2018-03-03	v2: avoid redundant/repeated configs for git partition repos
	We'll let the config of all.git dictate every other subrepo to ease maintenance and configuration. The "include" directive has been supported since git 1.7.10, so it's safe to depend on as v2 requires git 2.6.0+ anyways for "get-mark" in fast-import.
2018-03-03	import: consolidate object info for v2 imports
	It's easier to store everything in one array ref similar to what our Git->check routine returns
2018-03-03	searchidx: store the primary MID in doc data for NNTP
	We can't rely on header order for Message-ID after all since we fall back to existing MIDs if they exist and are unseen. This lets us use SearchMsg->mid to get the MID we associated with the NNTP article number to ensure all NNTP article lookups roundtrip correctly.

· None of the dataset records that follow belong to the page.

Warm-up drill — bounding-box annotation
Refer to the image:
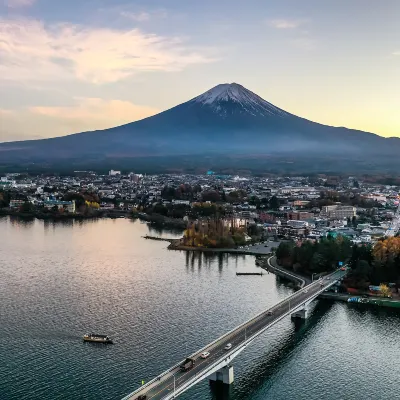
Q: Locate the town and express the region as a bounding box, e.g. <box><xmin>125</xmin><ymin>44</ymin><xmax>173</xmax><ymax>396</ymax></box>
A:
<box><xmin>0</xmin><ymin>170</ymin><xmax>400</xmax><ymax>243</ymax></box>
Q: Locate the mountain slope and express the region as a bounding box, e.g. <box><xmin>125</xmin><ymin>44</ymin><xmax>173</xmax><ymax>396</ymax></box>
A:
<box><xmin>0</xmin><ymin>83</ymin><xmax>400</xmax><ymax>172</ymax></box>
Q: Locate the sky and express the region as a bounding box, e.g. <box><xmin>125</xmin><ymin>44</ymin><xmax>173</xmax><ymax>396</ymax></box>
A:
<box><xmin>0</xmin><ymin>0</ymin><xmax>400</xmax><ymax>142</ymax></box>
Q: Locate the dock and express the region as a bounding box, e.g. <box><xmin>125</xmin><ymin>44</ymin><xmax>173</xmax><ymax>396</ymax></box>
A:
<box><xmin>236</xmin><ymin>272</ymin><xmax>264</xmax><ymax>275</ymax></box>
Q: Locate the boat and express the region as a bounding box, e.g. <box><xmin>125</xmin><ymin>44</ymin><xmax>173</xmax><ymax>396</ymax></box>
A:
<box><xmin>83</xmin><ymin>333</ymin><xmax>113</xmax><ymax>344</ymax></box>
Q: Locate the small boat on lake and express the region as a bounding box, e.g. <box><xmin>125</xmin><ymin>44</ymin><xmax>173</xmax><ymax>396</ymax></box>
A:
<box><xmin>83</xmin><ymin>333</ymin><xmax>113</xmax><ymax>344</ymax></box>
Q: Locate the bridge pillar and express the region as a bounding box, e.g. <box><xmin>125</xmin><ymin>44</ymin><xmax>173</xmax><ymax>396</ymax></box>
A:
<box><xmin>209</xmin><ymin>365</ymin><xmax>234</xmax><ymax>385</ymax></box>
<box><xmin>291</xmin><ymin>307</ymin><xmax>308</xmax><ymax>319</ymax></box>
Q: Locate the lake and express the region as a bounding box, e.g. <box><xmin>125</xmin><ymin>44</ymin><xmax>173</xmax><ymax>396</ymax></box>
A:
<box><xmin>0</xmin><ymin>217</ymin><xmax>400</xmax><ymax>400</ymax></box>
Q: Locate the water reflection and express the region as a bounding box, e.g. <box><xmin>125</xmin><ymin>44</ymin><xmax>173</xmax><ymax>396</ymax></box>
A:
<box><xmin>9</xmin><ymin>215</ymin><xmax>35</xmax><ymax>228</ymax></box>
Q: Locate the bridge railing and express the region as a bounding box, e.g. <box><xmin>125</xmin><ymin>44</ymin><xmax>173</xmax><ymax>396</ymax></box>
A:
<box><xmin>122</xmin><ymin>264</ymin><xmax>344</xmax><ymax>400</ymax></box>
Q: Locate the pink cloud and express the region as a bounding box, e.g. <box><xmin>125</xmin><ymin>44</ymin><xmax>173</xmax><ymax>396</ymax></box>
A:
<box><xmin>269</xmin><ymin>19</ymin><xmax>306</xmax><ymax>29</ymax></box>
<box><xmin>5</xmin><ymin>0</ymin><xmax>36</xmax><ymax>8</ymax></box>
<box><xmin>0</xmin><ymin>19</ymin><xmax>215</xmax><ymax>84</ymax></box>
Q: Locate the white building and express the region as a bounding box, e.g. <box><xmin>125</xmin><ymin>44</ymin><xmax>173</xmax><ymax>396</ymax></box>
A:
<box><xmin>320</xmin><ymin>205</ymin><xmax>357</xmax><ymax>219</ymax></box>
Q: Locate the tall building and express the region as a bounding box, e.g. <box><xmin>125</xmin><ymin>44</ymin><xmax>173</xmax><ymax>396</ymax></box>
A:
<box><xmin>320</xmin><ymin>204</ymin><xmax>357</xmax><ymax>219</ymax></box>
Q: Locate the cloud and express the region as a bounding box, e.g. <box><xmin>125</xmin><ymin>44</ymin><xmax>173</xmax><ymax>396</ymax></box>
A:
<box><xmin>0</xmin><ymin>19</ymin><xmax>215</xmax><ymax>84</ymax></box>
<box><xmin>0</xmin><ymin>108</ymin><xmax>14</xmax><ymax>116</ymax></box>
<box><xmin>5</xmin><ymin>0</ymin><xmax>36</xmax><ymax>8</ymax></box>
<box><xmin>0</xmin><ymin>98</ymin><xmax>159</xmax><ymax>142</ymax></box>
<box><xmin>290</xmin><ymin>37</ymin><xmax>317</xmax><ymax>50</ymax></box>
<box><xmin>268</xmin><ymin>19</ymin><xmax>306</xmax><ymax>29</ymax></box>
<box><xmin>29</xmin><ymin>98</ymin><xmax>159</xmax><ymax>125</ymax></box>
<box><xmin>120</xmin><ymin>11</ymin><xmax>150</xmax><ymax>22</ymax></box>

2018-03-03	nntp: fix NEWNEWS command
	I guess nobody uses this command (slrnpull does not), and the breakage was not noticed until I started writing new tests for multi-MID handling. Fixes: 3fc411c772a21d8f ("search: drop pointless range processors for Unix timestamp")

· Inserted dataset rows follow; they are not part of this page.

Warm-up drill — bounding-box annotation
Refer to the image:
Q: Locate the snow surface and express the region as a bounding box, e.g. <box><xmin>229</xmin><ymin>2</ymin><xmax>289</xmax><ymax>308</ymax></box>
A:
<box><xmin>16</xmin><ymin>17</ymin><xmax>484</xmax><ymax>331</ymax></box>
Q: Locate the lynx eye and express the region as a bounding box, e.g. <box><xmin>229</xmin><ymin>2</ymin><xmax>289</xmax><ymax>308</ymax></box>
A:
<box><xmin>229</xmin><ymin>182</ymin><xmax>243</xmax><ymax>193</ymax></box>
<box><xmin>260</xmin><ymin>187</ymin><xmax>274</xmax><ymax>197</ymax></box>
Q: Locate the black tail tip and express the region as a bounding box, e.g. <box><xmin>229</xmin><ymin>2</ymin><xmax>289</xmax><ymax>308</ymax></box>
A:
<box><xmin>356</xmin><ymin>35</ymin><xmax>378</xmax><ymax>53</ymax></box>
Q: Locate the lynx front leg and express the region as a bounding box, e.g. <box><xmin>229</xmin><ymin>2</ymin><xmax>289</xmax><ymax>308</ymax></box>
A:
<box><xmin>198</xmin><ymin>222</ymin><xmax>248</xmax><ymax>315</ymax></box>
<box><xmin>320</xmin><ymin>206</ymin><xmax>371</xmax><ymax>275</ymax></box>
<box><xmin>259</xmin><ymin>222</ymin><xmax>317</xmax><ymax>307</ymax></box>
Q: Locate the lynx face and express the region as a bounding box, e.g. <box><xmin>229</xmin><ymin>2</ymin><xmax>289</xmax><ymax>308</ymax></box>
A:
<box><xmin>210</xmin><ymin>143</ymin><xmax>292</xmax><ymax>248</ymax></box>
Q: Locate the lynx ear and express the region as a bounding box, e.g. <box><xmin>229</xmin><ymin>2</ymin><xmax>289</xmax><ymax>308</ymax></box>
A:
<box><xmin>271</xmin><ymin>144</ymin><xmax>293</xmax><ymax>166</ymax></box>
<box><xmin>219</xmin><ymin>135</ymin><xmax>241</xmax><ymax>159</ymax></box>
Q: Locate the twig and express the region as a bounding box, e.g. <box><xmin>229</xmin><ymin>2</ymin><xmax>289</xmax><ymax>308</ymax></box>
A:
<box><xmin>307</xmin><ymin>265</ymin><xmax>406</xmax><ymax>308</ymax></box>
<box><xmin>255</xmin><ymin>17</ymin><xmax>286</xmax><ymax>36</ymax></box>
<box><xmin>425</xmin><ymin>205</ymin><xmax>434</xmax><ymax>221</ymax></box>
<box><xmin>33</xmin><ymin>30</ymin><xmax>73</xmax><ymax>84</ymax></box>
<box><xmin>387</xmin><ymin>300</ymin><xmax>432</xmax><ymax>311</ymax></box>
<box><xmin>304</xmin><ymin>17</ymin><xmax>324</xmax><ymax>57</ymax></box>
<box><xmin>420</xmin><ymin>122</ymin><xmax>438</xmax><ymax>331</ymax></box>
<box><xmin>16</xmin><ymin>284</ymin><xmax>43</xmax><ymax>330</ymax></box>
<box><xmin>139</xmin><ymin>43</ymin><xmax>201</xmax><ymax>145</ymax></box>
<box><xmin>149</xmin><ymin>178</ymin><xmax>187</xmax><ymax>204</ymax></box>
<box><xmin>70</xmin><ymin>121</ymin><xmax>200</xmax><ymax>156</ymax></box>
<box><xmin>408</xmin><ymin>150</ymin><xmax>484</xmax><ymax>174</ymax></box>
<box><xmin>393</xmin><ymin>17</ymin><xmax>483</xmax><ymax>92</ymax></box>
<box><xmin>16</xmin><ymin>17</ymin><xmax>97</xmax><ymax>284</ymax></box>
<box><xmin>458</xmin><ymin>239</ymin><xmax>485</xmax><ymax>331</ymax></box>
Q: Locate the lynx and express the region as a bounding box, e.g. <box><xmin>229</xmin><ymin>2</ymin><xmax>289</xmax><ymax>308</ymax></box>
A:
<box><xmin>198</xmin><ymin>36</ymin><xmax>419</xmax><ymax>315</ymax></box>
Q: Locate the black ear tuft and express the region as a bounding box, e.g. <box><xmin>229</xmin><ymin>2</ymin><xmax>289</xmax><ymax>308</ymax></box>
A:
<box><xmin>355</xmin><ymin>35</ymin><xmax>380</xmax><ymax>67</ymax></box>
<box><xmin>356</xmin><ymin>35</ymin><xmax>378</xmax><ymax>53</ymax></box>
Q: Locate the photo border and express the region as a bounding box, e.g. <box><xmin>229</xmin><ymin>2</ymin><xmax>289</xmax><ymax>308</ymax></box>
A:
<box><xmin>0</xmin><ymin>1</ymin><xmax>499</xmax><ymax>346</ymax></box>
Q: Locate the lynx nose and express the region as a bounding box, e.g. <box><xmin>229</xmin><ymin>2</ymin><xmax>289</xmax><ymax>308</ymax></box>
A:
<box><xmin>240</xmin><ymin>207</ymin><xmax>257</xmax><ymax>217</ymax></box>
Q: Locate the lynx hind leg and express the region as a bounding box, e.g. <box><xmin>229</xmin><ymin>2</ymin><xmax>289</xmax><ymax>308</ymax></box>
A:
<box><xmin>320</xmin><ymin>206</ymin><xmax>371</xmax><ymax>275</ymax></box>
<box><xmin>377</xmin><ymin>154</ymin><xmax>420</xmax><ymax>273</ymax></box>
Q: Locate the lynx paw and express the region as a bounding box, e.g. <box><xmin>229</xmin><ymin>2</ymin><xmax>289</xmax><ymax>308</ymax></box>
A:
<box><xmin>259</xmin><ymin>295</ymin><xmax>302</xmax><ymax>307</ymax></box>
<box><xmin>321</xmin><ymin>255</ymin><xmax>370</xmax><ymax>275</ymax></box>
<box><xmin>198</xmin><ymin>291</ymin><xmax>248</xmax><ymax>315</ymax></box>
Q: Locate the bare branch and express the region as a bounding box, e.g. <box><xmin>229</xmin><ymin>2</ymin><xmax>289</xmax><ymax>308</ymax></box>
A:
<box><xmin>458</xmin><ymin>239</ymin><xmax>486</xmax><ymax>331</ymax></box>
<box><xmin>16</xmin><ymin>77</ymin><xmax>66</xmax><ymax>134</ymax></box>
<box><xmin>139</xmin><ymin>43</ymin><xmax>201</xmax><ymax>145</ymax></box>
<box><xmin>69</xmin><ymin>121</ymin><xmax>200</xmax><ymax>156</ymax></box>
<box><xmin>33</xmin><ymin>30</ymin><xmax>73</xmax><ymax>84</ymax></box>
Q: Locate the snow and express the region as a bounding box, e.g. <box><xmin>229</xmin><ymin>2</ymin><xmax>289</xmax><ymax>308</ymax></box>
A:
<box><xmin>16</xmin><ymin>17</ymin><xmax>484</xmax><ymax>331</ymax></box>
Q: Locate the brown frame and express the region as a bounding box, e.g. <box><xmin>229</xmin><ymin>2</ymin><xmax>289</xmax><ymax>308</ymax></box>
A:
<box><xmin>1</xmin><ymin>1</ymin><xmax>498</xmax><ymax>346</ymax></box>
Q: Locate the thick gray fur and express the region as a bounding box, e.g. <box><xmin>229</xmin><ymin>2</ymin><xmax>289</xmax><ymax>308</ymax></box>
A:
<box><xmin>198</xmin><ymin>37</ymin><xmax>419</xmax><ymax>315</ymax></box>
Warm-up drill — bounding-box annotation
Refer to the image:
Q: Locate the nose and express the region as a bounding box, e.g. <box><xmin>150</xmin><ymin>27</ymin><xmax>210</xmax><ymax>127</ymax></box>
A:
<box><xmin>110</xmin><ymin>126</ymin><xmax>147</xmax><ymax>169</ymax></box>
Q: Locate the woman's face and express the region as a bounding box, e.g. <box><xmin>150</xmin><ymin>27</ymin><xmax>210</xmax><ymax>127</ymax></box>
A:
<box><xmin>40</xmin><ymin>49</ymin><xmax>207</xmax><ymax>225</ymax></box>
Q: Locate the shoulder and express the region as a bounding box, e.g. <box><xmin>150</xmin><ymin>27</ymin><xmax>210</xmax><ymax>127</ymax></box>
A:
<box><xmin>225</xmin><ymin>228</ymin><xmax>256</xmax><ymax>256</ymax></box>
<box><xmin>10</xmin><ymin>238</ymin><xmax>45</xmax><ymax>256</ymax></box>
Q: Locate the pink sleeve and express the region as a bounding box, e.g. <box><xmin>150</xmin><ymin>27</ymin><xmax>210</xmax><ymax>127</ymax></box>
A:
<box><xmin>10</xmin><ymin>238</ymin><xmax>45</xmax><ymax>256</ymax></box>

2018-03-03	v2writable: generated Message-ID goes first
	This is to make SearchMsg behave more sanely under NNTP.
2018-03-03	searchidx: support indexing multiple MIDs
	It's possible to have a message handle multiple terms; so use this feature to ensure messages with multiple MIDs can be found by either one.

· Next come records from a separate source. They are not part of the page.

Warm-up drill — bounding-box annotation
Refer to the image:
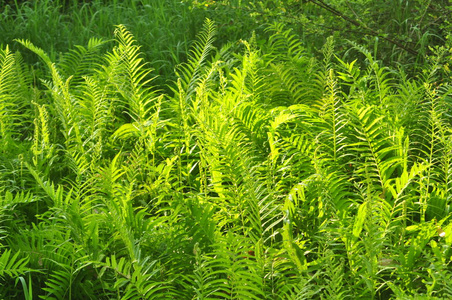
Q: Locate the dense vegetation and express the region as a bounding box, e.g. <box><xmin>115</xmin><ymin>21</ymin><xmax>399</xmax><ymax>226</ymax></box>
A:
<box><xmin>0</xmin><ymin>0</ymin><xmax>452</xmax><ymax>299</ymax></box>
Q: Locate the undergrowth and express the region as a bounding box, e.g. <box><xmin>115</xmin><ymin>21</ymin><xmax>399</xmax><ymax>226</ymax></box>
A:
<box><xmin>0</xmin><ymin>20</ymin><xmax>452</xmax><ymax>299</ymax></box>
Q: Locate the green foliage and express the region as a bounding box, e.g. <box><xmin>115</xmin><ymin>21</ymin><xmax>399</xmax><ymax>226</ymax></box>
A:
<box><xmin>0</xmin><ymin>6</ymin><xmax>452</xmax><ymax>299</ymax></box>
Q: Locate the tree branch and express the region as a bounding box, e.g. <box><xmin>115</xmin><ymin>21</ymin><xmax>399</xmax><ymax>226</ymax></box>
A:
<box><xmin>308</xmin><ymin>0</ymin><xmax>419</xmax><ymax>56</ymax></box>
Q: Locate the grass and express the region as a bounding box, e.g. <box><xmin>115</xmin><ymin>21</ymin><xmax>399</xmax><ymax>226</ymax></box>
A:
<box><xmin>0</xmin><ymin>1</ymin><xmax>452</xmax><ymax>299</ymax></box>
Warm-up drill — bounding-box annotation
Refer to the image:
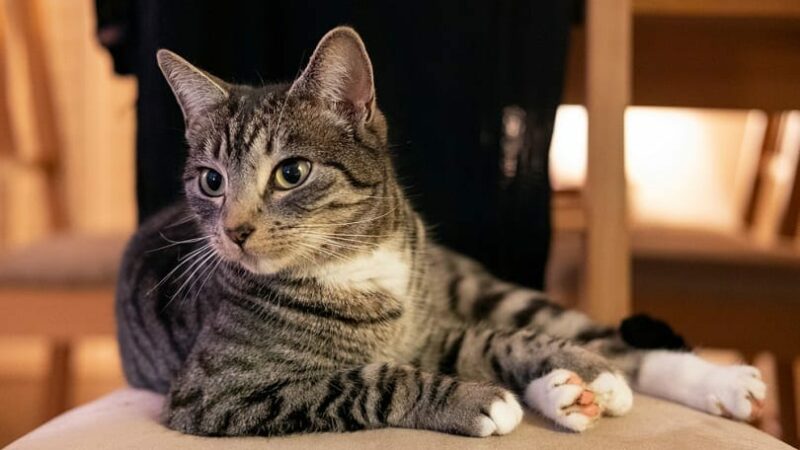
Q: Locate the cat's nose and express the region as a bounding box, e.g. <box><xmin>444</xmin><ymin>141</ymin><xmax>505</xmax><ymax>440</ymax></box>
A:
<box><xmin>225</xmin><ymin>223</ymin><xmax>255</xmax><ymax>247</ymax></box>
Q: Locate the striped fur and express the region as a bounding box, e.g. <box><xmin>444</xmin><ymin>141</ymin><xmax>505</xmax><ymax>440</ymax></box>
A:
<box><xmin>116</xmin><ymin>28</ymin><xmax>763</xmax><ymax>436</ymax></box>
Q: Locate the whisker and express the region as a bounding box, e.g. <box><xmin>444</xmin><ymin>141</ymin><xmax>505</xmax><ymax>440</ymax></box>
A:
<box><xmin>170</xmin><ymin>249</ymin><xmax>215</xmax><ymax>301</ymax></box>
<box><xmin>145</xmin><ymin>243</ymin><xmax>211</xmax><ymax>295</ymax></box>
<box><xmin>296</xmin><ymin>207</ymin><xmax>398</xmax><ymax>228</ymax></box>
<box><xmin>145</xmin><ymin>232</ymin><xmax>213</xmax><ymax>253</ymax></box>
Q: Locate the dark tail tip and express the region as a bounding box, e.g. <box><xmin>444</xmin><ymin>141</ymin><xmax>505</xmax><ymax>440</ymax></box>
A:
<box><xmin>619</xmin><ymin>314</ymin><xmax>690</xmax><ymax>350</ymax></box>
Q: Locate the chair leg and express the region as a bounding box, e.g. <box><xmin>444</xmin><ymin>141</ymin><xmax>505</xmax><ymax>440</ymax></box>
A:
<box><xmin>44</xmin><ymin>340</ymin><xmax>72</xmax><ymax>420</ymax></box>
<box><xmin>775</xmin><ymin>358</ymin><xmax>800</xmax><ymax>447</ymax></box>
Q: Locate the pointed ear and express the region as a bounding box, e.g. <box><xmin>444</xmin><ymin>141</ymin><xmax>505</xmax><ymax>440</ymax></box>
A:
<box><xmin>289</xmin><ymin>27</ymin><xmax>375</xmax><ymax>122</ymax></box>
<box><xmin>156</xmin><ymin>49</ymin><xmax>230</xmax><ymax>125</ymax></box>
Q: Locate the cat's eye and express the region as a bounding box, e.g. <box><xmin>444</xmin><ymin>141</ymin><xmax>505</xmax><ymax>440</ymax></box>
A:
<box><xmin>274</xmin><ymin>158</ymin><xmax>311</xmax><ymax>190</ymax></box>
<box><xmin>200</xmin><ymin>169</ymin><xmax>225</xmax><ymax>197</ymax></box>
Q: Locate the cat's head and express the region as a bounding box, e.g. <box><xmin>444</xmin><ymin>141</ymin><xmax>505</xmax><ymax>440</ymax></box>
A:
<box><xmin>158</xmin><ymin>27</ymin><xmax>400</xmax><ymax>274</ymax></box>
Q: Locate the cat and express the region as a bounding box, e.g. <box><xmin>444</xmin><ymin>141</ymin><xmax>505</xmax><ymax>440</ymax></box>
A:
<box><xmin>116</xmin><ymin>27</ymin><xmax>766</xmax><ymax>436</ymax></box>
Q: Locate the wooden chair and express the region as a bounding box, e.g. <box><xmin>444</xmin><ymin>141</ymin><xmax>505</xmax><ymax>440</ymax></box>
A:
<box><xmin>554</xmin><ymin>0</ymin><xmax>800</xmax><ymax>445</ymax></box>
<box><xmin>0</xmin><ymin>0</ymin><xmax>124</xmax><ymax>420</ymax></box>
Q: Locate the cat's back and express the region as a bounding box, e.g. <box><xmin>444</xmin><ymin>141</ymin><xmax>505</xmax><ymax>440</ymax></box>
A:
<box><xmin>116</xmin><ymin>202</ymin><xmax>218</xmax><ymax>392</ymax></box>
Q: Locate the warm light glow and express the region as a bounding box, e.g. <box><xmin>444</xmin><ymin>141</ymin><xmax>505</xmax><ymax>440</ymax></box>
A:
<box><xmin>550</xmin><ymin>105</ymin><xmax>763</xmax><ymax>229</ymax></box>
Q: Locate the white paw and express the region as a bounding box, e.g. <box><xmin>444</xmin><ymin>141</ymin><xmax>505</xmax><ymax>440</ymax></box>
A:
<box><xmin>706</xmin><ymin>366</ymin><xmax>767</xmax><ymax>420</ymax></box>
<box><xmin>589</xmin><ymin>372</ymin><xmax>633</xmax><ymax>416</ymax></box>
<box><xmin>525</xmin><ymin>369</ymin><xmax>600</xmax><ymax>431</ymax></box>
<box><xmin>478</xmin><ymin>392</ymin><xmax>523</xmax><ymax>437</ymax></box>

2018-03-02	v2writable: inject new Message-IDs on true duplicates
	Since we'll need to support multiple Message-IDs anyways, inject a new one if we hit a duplicate (or don't get one at all). Try to use a deterministic Message-Id for consistency, but give up determinism and use a random Message-Id if an "attacker" wants to prevent their message from being archived.
2018-03-02	content_id: no need to be human-friendly
	We merely use this for internal comparisons and do not store this in Xapian. So using a shorter, non-human readable digest is enough. Furthermore, introduce "content_digest" which returns the Digest::SHA object for extra changes.
2018-03-02	mid: add `mids' and `references' methods for extraction
	We'll be using a more consistent API for extracting Message-IDs from various headers.
2018-02-28	v2/ui: get nntpd and init tests running on v2
	A work-in-progress, but it appears the v2 UI pieces do will not require a lot of work to do.
2018-02-19	git: reload alternates file on missing blob
	Since we'll be adding new repositories to the `alternates' file in git, we must restart the `git cat-file --batch' process as git currently does not detect changes to the alternates file in long-running cat-file processes. Don't bother with the `--batch-check' process since we won't be using it with v2.
2018-02-19	v2writable: initial cut for repo-rotation
	Wrap the old Import package to enable creating new repos based on size thresholds. This is better than relying on time-based rotation as LKML traffic seems to be increasing.
2018-02-15	address: extract more characters from email addresses
	There's a lot of weird characters which show up in LKML archives which we did not support before. Furthermore, allow spaces before the '>' in the From: line as at least some non-spam poster used it.
2018-02-14	import: APIs to support v2 use
	Wrap "get-mark" and "checkpoint" commands for git-fast-import while documenting/cementing parts of the API.
2018-02-12	content_id: add test case

2018-02-12	t/import: test for last_object_id insertion
	Check for this before doing the Xapian-based v2 importer.
2018-02-07	update copyrights for 2018
	Using update-copyrights from gnulib While we're at it, use the SPDX identifier for AGPL-3.0+ to ease mechanical processing.
2018-01-16	hval: only allow domain obfuscation in address
	Obfuscating username portions of the email address leads to having subsequent parts of the address not being obfuscated; which could mean we show someone else's email entirely. In other words, obfuscating "john.doe@example.com" becomes might mean "doe@example.com" is picked up by scanners. In other news, email address obfuscation is still a horrible usability issue and only exists to appease misguided people.
2017-10-04	mbox: support inline filename via Content-Disposition header
	This is hopefully more sensical than "raw" files from resulting downloads.